[Spambayes-checkins] spambayes/spambayes Stats.py,1.6,1.7

Tue Nov 2 07:33:26 CET 2004

Update of /cvsroot/spambayes/spambayes/spambayes
In directory sc8-pr-cvs1.sourceforge.net:/tmp/cvs-serv28614/spambayes

Modified Files:
	Stats.py 
Log Message:
Improve the web interface statistics.

This is the format that was devised by Mark Moraes and Kenny Pitt on spambayes-dev
 quite some time ago (but was never checked in - maybe we were feature frozen then?).
 This is my own code, though, not the patch that Mark submitted, which added unnecessary
 counters.

At some point I'll copy across the code that Outlook has that lets the number of decimal
 places for the percentages be specified.  The Outlook stats could be changed to look
 more like this (or the damn code could be centralised), too, maybe, except that there
 isn't much room in the dialog for a lot of text.  Maybe Kenny has a patch for that?
  (A spambayes-dev message indicated that he might).

The new stats should look something like this:

        SpamBayes has classified a total of 1223 messages:
            827 ham (67.6% of total)
            333 spam (27.2% of total)
            63 unsure (5.2% of total)

        1125 messages were classified correctly (92.0% of total)
        35 messages were classified incorrectly (2.9% of total)
            0 false positives (0.0% of total)
            35 false negatives (2.9% of total)

        6 unsures trained as ham (9.5% of unsures)
        56 unsures trained as spam (88.9% of unsures)
        1 unsure was not trained (1.6% of unsures)

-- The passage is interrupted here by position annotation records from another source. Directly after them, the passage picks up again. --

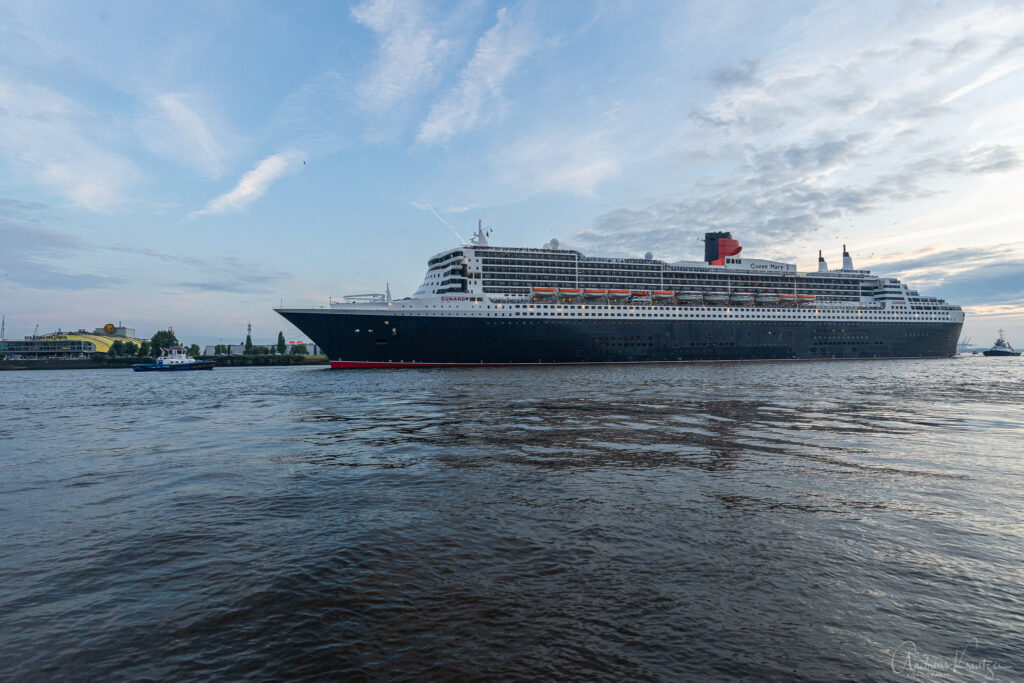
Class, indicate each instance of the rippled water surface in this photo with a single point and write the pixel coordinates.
(794, 520)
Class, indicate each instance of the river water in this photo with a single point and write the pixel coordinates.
(809, 520)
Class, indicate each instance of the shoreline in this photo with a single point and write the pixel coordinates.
(222, 361)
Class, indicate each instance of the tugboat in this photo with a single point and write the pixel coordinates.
(1001, 347)
(175, 359)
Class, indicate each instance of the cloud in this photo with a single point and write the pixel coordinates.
(564, 161)
(51, 138)
(795, 141)
(175, 130)
(410, 53)
(253, 184)
(28, 253)
(743, 73)
(498, 54)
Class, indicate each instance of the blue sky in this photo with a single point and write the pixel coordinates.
(196, 164)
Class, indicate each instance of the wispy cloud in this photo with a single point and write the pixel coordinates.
(573, 162)
(817, 133)
(498, 54)
(253, 184)
(31, 256)
(174, 129)
(52, 138)
(410, 53)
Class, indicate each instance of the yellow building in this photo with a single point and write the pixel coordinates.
(69, 344)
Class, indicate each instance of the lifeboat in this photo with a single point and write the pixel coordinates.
(741, 297)
(716, 297)
(544, 292)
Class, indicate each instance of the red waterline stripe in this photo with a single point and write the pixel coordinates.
(357, 365)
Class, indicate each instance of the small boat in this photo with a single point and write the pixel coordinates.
(175, 359)
(1001, 347)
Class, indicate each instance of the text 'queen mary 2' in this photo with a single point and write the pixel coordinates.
(502, 305)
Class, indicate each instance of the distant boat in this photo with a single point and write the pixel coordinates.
(1001, 347)
(176, 359)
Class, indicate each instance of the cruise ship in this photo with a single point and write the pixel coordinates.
(491, 305)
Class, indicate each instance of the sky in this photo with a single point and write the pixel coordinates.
(196, 165)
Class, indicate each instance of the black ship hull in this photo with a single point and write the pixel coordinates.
(375, 340)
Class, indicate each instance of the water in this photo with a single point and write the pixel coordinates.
(853, 520)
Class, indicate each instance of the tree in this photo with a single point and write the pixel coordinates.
(163, 339)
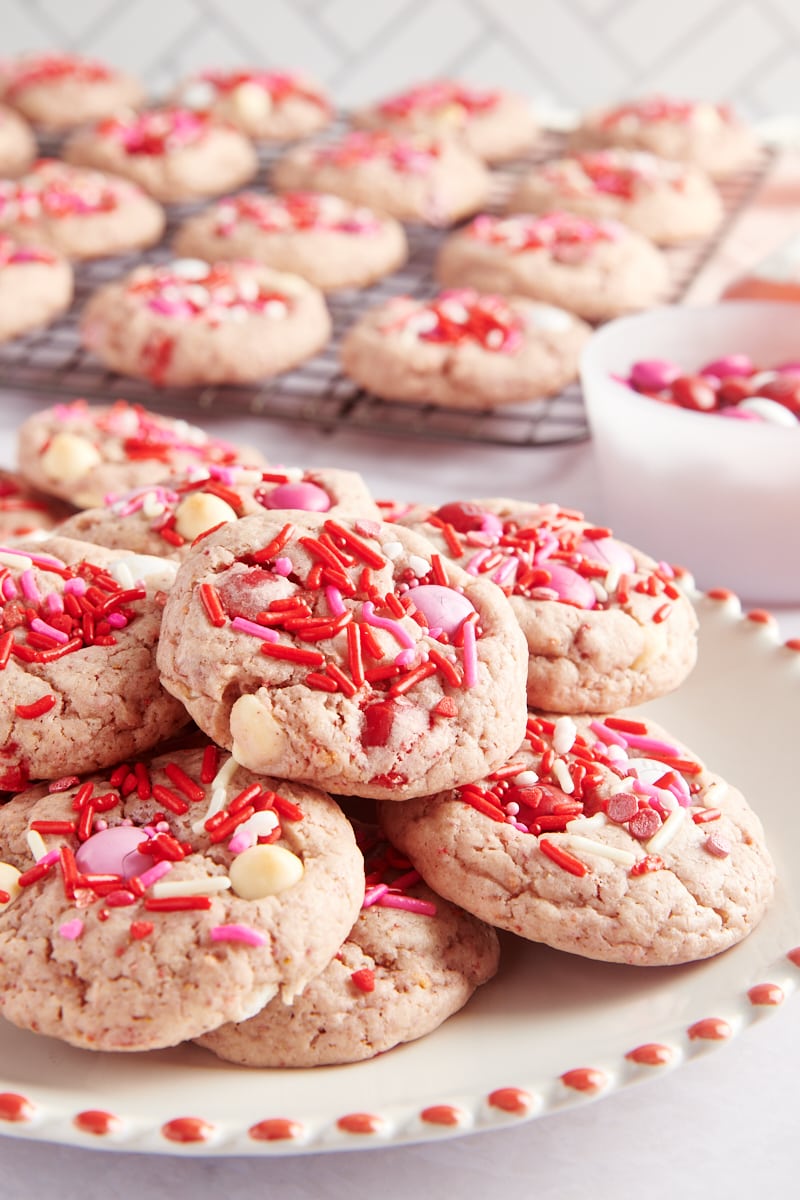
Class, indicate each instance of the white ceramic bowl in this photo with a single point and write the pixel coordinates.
(717, 496)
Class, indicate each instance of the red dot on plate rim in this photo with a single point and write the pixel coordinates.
(14, 1107)
(710, 1029)
(441, 1114)
(765, 994)
(360, 1122)
(275, 1129)
(511, 1099)
(584, 1079)
(96, 1121)
(651, 1054)
(187, 1129)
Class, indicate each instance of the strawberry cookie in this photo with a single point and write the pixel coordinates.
(463, 349)
(666, 201)
(174, 154)
(433, 180)
(328, 240)
(495, 125)
(596, 269)
(409, 963)
(166, 519)
(266, 106)
(83, 214)
(188, 323)
(709, 136)
(59, 91)
(164, 898)
(78, 687)
(35, 287)
(82, 454)
(606, 625)
(23, 510)
(17, 144)
(343, 654)
(605, 838)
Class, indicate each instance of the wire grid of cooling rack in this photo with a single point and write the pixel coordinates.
(53, 361)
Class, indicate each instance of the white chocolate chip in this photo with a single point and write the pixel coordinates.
(199, 511)
(258, 741)
(264, 871)
(68, 457)
(8, 876)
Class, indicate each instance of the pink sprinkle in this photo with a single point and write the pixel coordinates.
(238, 934)
(241, 841)
(335, 603)
(71, 929)
(470, 654)
(717, 845)
(155, 873)
(41, 627)
(391, 627)
(408, 903)
(28, 583)
(250, 627)
(372, 895)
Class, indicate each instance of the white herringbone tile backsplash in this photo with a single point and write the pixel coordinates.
(569, 53)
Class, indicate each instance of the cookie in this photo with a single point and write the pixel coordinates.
(463, 349)
(709, 136)
(605, 838)
(344, 654)
(59, 91)
(23, 510)
(82, 454)
(666, 201)
(605, 624)
(174, 154)
(495, 125)
(162, 904)
(82, 214)
(35, 287)
(325, 239)
(78, 687)
(432, 180)
(190, 323)
(409, 963)
(166, 519)
(268, 106)
(596, 269)
(17, 144)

        A total of 760 messages have been trained:
            346 ham (98.3% ham, 1.7% unsure, 0.0% false positives)
            414 spam (78.0% spam, 13.5% unsure, 8.5% false negatives)

Index: Stats.py
===================================================================
RCS file: /cvsroot/spambayes/spambayes/spambayes/Stats.py,v
retrieving revision 1.6
retrieving revision 1.7
diff -C2 -d -r1.6 -r1.7
*** Stats.py	15 Feb 2004 02:15:51 -0000	1.6
--- Stats.py	2 Nov 2004 06:33:23 -0000	1.7
***************
*** 25,34 ****
  """

! # This module is part of the spambayes project, which is Copyright 2002-3
  # The Python Software Foundation and is covered by the Python Software
  # Foundation license.

  __author__ = "Tony Meyer <ta-meyer at ihug.co.nz>"
! __credits__ = "Mark Hammond, all the spambayes folk."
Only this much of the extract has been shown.